Entrepreneur of the Year 2014: Business-to-consumer finalists

Charles Chang | BCBusiness

Charles Chang (WINNER)
President and founder, Sequel Naturals Ltd. (DBA Vega)

Like many startup stories before his, Charles Chang’s tale begins in a basement with a shoestring budget of his own savings and an idea that could disrupt an industry. Chang launched Sequel Naturals in 2001, first selling health supplements, and then plant-based nutritional shakes.
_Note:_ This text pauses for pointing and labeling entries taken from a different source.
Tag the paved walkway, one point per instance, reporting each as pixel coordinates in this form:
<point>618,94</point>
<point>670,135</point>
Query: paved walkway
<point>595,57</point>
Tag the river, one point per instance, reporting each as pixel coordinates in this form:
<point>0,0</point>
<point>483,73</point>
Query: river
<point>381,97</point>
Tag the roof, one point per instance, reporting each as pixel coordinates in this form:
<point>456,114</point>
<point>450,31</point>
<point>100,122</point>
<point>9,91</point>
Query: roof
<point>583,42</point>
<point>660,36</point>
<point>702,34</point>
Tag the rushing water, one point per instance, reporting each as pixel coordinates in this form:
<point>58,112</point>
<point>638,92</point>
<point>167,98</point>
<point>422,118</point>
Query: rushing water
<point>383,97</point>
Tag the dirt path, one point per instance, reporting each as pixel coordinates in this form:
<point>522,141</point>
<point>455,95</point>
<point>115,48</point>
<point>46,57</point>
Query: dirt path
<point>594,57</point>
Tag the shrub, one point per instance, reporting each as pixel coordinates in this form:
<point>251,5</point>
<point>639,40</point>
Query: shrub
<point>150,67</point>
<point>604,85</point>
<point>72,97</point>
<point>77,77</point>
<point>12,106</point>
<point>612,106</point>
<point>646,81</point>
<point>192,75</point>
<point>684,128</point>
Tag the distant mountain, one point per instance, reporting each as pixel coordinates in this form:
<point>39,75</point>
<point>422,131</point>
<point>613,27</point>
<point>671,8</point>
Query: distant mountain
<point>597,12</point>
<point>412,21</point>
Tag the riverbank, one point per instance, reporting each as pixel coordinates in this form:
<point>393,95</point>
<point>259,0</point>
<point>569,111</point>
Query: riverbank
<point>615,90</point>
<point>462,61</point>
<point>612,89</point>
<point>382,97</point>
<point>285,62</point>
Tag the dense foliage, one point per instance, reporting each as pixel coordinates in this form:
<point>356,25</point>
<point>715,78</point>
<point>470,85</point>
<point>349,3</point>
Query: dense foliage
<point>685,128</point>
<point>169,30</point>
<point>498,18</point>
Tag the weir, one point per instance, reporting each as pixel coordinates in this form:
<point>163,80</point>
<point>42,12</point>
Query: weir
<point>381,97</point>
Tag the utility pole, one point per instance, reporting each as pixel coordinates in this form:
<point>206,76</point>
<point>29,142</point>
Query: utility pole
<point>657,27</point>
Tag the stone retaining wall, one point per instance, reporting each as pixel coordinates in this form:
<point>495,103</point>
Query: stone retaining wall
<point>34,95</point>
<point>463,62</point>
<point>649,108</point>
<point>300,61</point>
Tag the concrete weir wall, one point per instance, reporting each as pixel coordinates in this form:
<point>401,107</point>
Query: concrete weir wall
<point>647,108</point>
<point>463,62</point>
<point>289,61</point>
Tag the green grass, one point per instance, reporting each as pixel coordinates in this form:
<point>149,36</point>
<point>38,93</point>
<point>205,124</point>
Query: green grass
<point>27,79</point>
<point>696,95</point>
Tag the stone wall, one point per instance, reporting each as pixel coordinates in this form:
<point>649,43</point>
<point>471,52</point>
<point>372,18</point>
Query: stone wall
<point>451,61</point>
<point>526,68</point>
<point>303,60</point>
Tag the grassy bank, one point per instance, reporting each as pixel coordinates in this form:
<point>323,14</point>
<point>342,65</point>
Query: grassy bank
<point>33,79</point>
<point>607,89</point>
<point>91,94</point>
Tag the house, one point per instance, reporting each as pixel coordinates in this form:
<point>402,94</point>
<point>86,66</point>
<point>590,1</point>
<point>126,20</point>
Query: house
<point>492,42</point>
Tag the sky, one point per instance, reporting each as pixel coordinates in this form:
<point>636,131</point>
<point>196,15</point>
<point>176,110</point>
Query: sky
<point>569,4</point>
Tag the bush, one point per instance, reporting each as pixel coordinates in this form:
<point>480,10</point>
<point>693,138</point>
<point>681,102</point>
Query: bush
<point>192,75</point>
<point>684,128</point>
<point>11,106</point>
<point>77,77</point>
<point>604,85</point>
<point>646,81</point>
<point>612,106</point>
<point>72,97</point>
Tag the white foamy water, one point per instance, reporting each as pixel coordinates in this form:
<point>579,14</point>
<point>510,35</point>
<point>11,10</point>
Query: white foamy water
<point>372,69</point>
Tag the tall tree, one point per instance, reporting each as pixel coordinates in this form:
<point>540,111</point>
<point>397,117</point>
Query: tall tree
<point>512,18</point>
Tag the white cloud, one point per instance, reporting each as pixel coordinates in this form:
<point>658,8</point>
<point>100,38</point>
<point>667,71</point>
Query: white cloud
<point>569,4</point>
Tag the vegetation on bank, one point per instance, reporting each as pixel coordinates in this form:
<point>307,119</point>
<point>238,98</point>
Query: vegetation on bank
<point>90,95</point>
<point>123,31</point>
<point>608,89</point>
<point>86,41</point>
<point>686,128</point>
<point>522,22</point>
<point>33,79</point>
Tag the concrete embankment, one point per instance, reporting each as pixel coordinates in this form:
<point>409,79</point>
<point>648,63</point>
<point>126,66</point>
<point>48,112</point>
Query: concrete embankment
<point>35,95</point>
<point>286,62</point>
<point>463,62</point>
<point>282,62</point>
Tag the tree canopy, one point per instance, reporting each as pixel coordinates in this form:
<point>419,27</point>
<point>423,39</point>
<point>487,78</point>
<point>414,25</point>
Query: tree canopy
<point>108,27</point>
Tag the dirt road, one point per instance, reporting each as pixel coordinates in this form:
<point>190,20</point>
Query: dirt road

The second—and business-defining—chapter for his company came in 2003 after meeting vegan endurance athlete Brendan Brazier, with whom he collaborated to launch Brazier’s formula for a whole-food nutritional shake, which became the foundation of the Vega brand. “If you think about what Vega stands for today—being plant-based, gluten-free, soy-free, dairy-free—12 years ago, no one even talked about those things,” says Chang. “It’s actually quite visionary.”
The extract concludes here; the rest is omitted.